Analysis of the currently established Bayesian nearest neighbors classification model points to a connection between the computation of its normalizing constant and issues of NP-completeness. An alternative predictive model constructed by aggregating the predictive distributions of simpler nonlocal models is proposed, and analytic expressions for the normalizing constants of these nonlocal models are derived, ensuring polynomial time computation without approximations. Experiments with synthetic and real datasets showcase the predictive performance of the proposed predictive model.

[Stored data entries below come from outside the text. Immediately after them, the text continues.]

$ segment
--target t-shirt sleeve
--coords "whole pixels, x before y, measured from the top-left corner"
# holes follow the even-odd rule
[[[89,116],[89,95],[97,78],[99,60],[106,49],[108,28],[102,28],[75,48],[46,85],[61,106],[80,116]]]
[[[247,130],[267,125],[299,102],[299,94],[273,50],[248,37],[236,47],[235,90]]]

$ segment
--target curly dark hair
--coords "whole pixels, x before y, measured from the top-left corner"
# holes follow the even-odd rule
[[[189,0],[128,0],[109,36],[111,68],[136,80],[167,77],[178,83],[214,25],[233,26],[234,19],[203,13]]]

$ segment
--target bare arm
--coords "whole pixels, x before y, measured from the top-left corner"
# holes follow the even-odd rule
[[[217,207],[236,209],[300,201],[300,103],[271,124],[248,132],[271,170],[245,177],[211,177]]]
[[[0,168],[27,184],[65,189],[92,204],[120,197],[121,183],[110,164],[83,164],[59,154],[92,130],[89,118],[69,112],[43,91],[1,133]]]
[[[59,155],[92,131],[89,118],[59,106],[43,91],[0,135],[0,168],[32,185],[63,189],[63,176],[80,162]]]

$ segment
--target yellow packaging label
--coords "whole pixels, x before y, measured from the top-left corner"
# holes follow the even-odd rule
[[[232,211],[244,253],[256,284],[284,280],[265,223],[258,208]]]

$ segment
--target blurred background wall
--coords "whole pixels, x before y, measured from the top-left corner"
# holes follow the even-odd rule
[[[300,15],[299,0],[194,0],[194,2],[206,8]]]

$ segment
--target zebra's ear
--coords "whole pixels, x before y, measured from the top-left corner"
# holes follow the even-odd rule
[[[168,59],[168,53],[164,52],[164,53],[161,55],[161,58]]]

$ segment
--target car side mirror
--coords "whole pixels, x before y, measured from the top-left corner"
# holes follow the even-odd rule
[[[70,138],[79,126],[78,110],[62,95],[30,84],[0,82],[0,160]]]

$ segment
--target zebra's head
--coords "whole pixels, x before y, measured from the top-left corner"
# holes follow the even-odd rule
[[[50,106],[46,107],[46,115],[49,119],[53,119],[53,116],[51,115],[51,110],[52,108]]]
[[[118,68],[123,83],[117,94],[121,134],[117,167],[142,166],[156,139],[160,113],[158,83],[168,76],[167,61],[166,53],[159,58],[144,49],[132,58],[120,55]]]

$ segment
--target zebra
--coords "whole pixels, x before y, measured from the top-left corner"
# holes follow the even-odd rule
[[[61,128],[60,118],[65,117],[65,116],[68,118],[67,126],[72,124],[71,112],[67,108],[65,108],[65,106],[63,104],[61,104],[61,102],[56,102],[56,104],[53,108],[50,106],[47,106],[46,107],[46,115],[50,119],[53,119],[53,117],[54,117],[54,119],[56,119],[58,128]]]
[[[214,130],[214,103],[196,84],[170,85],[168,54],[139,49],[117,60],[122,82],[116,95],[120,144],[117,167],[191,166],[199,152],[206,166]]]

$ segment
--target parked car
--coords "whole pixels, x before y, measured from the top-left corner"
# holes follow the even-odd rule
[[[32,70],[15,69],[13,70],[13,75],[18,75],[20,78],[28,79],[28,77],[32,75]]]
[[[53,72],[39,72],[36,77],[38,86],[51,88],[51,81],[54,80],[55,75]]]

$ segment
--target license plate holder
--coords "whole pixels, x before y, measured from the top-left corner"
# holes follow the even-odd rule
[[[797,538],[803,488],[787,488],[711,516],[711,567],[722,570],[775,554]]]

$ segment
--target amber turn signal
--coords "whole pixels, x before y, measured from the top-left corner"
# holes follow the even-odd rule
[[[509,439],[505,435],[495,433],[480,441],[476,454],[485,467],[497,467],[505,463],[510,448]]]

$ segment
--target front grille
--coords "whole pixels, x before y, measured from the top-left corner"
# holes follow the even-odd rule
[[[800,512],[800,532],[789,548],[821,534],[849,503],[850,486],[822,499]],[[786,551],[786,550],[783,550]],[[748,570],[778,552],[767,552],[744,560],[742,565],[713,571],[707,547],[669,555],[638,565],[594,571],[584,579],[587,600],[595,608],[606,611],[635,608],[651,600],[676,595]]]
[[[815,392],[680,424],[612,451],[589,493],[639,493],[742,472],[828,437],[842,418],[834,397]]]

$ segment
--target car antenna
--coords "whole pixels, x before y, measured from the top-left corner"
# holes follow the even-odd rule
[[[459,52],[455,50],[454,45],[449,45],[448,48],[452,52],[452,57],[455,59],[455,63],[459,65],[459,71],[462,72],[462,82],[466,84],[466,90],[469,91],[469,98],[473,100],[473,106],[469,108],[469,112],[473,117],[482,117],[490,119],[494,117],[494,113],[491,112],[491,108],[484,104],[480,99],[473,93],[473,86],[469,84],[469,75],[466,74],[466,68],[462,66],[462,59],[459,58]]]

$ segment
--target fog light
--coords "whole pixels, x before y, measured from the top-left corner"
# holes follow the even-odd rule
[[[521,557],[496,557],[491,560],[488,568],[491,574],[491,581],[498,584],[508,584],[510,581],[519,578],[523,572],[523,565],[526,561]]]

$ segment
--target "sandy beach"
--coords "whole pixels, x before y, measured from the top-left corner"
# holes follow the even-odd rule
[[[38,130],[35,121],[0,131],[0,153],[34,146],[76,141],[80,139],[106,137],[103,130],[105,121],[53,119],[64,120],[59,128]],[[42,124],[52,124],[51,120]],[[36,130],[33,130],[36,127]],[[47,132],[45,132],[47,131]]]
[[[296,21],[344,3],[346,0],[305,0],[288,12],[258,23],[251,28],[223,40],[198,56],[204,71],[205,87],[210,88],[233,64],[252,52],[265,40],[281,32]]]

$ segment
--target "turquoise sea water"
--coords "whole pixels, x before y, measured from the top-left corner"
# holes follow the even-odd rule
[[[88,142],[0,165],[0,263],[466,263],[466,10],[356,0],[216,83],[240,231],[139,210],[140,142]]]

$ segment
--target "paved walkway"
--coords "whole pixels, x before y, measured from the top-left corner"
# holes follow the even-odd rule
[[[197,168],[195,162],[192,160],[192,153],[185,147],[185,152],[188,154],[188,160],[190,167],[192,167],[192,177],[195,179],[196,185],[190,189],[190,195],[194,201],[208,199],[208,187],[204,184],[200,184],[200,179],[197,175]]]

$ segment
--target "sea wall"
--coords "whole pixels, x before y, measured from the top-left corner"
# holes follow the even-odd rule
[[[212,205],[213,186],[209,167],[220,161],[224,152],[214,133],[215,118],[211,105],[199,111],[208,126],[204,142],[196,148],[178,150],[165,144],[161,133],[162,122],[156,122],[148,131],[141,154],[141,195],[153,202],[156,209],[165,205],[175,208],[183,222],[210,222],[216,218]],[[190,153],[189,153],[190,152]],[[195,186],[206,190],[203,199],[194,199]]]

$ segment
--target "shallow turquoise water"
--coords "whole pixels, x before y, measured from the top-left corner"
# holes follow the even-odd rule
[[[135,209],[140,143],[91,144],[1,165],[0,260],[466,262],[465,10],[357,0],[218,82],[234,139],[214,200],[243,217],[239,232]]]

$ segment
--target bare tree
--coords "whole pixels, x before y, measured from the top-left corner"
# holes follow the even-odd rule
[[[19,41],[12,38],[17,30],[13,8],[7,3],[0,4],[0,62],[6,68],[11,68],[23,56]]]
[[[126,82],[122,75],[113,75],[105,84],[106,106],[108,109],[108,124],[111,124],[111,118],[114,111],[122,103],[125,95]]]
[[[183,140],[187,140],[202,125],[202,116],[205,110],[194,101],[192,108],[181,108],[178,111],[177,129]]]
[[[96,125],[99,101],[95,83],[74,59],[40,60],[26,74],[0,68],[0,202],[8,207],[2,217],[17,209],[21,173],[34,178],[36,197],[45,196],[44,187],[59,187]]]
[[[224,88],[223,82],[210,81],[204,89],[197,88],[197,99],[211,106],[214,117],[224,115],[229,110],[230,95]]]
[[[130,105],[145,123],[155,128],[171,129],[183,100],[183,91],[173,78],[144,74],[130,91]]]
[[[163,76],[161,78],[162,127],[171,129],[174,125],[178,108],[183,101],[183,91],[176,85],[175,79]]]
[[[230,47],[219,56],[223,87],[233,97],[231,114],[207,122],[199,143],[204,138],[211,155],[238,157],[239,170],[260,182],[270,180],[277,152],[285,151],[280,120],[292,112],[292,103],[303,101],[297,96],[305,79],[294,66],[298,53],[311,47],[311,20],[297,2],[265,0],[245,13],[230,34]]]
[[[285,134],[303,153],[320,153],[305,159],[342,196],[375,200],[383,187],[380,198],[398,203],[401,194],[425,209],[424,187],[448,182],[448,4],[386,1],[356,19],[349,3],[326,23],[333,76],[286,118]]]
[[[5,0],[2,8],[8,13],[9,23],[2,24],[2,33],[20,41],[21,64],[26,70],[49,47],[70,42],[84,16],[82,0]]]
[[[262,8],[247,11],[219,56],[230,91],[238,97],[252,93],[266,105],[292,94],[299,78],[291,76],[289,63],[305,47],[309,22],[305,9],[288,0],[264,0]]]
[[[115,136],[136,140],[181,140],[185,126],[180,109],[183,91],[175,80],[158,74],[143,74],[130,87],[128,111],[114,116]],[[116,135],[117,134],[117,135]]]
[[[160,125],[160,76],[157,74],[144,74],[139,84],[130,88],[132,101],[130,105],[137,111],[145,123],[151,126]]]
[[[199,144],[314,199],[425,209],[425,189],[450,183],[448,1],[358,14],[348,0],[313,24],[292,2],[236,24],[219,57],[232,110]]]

The Illusion of the Illusion of Sparsity: An exercise in prior sensitivity [pdf][code] (with Hedibert F. Lopes) Brazilian Journal of Probability and Statistics, 2021, Vol. 35, No. 4, 699-720.
The emergence of Big Data raises the question of how to model economic relations when there is a large number of possible explanatory variables. We revisit the issue by comparing the possibility of using dense or sparse models in a Bayesian approach, allowing for variable selection and shrinkage. More specifically, we discuss the results reached by Giannone, Lenza and Primiceri (2020) through a “Spike-and-Slab” prior, which suggest an “illusion of sparsity” in Economics datasets, as no clear patterns of sparsity could be detected. We make a further revision of the posterior distributions of the model, and propose three experiments to evaluate the robustness of the adopted prior distribution. We find that the pattern of sparsity is sensitive to the prior distribution of the regression coefficients, and present evidence that the model indirectly induces variable selection and shrinkage, which suggests that the “illusion of sparsity” could be, itself, an illusion. Code is available on Github.